Thats ballparkin it...:biggrin:


----------



## Rhubarb (Mar 19, 2005)

I can see alot of teams trading up and down the draft order to avoid reaching.

Charlotte, for example, may look at trading up the order if Bickerstaff is really serious about snaring either one of Marvin or Paul. These sorts of moves could shake up the prospect order enough to land a better player.

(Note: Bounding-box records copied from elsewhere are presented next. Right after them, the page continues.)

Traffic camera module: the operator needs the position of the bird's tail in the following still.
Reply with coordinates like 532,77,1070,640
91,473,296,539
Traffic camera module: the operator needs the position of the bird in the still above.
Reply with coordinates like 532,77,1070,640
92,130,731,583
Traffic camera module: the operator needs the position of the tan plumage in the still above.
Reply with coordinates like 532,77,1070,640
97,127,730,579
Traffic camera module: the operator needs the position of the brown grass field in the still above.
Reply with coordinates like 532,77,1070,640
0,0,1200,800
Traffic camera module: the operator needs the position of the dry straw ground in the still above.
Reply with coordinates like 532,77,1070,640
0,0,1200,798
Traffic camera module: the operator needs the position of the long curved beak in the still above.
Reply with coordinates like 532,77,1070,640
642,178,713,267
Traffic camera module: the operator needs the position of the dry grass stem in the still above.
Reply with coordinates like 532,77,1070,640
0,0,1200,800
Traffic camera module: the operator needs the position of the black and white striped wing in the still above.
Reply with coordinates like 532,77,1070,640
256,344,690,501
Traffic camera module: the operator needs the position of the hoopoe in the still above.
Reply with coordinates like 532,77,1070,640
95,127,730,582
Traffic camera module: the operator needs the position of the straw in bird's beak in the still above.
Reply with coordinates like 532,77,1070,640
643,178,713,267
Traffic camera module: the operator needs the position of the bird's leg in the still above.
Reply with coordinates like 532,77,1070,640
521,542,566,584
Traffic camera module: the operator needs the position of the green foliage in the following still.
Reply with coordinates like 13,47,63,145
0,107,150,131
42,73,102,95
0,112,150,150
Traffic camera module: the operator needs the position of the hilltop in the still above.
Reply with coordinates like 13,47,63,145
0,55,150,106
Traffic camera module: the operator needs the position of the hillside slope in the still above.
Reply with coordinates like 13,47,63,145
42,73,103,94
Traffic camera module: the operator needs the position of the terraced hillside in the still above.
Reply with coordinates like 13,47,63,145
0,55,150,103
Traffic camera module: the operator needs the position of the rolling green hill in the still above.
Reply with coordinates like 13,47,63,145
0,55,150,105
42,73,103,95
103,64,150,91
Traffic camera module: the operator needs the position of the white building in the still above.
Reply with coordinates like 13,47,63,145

Right now I think you're best off waiting to see how picks pan out, and decide whether trading up or down the order is an option for the franchise. If not, Gerald Green at #4 is a nice present. If Green can develop into a small forward, then him and JR down the wings would look nice.


----------



## Jermaniac Fan (Jul 27, 2003)

I hope we'll pick Chris Paul he was my favorite college player last year...


----------



## Tersk (Apr 9, 2004)

Deron Williams


----------



## DwyaneWade4MVP (Apr 1, 2004)

I really hoped that we would get a top3 pick...but #4 is ok!


----------



## HORNETSFAN (Jun 11, 2002)

If it were not for bad luck, New Orleans sports fans would have none at all! :curse:


----------



## Tooeasy (Nov 4, 2003)

I was so ****in pissed when I saw NO end up with number 4, i basically knew it was gonna happen once charlotte got slotted into that 5th pick. Stupid ****in bristow was our representer, and baron davis was sitting behind him the whole time, I bet he was talkin **** in his head the whole time. As for what we are gonna do, its really up in the air now. The hornets with a top 3 pick and all our caproom couldve been a solid 40 win team next year, but it looks like we are gonna fall into mediocrity once again with a sub-par season. It just isn't plausible to pick up gerald green and expect to win games next year, although he would be a good project. I was lookin forward to taking the hometown hero williams for such a long time now, and I really would not like to see him in a portland jersey, but they do have outlaw and randolph at the sf and pf positions already. The chance is still there for us to get williams with our fourth pick, but expect teams like charlotte to try and trade up for that second pick, much like they did last year.


----------



## Tooeasy (Nov 4, 2003)

http://nbadraft.net/draftbuzz041.asp 
apparently the hawks are looking at taking williams anyway, pretty crappy deal.


----------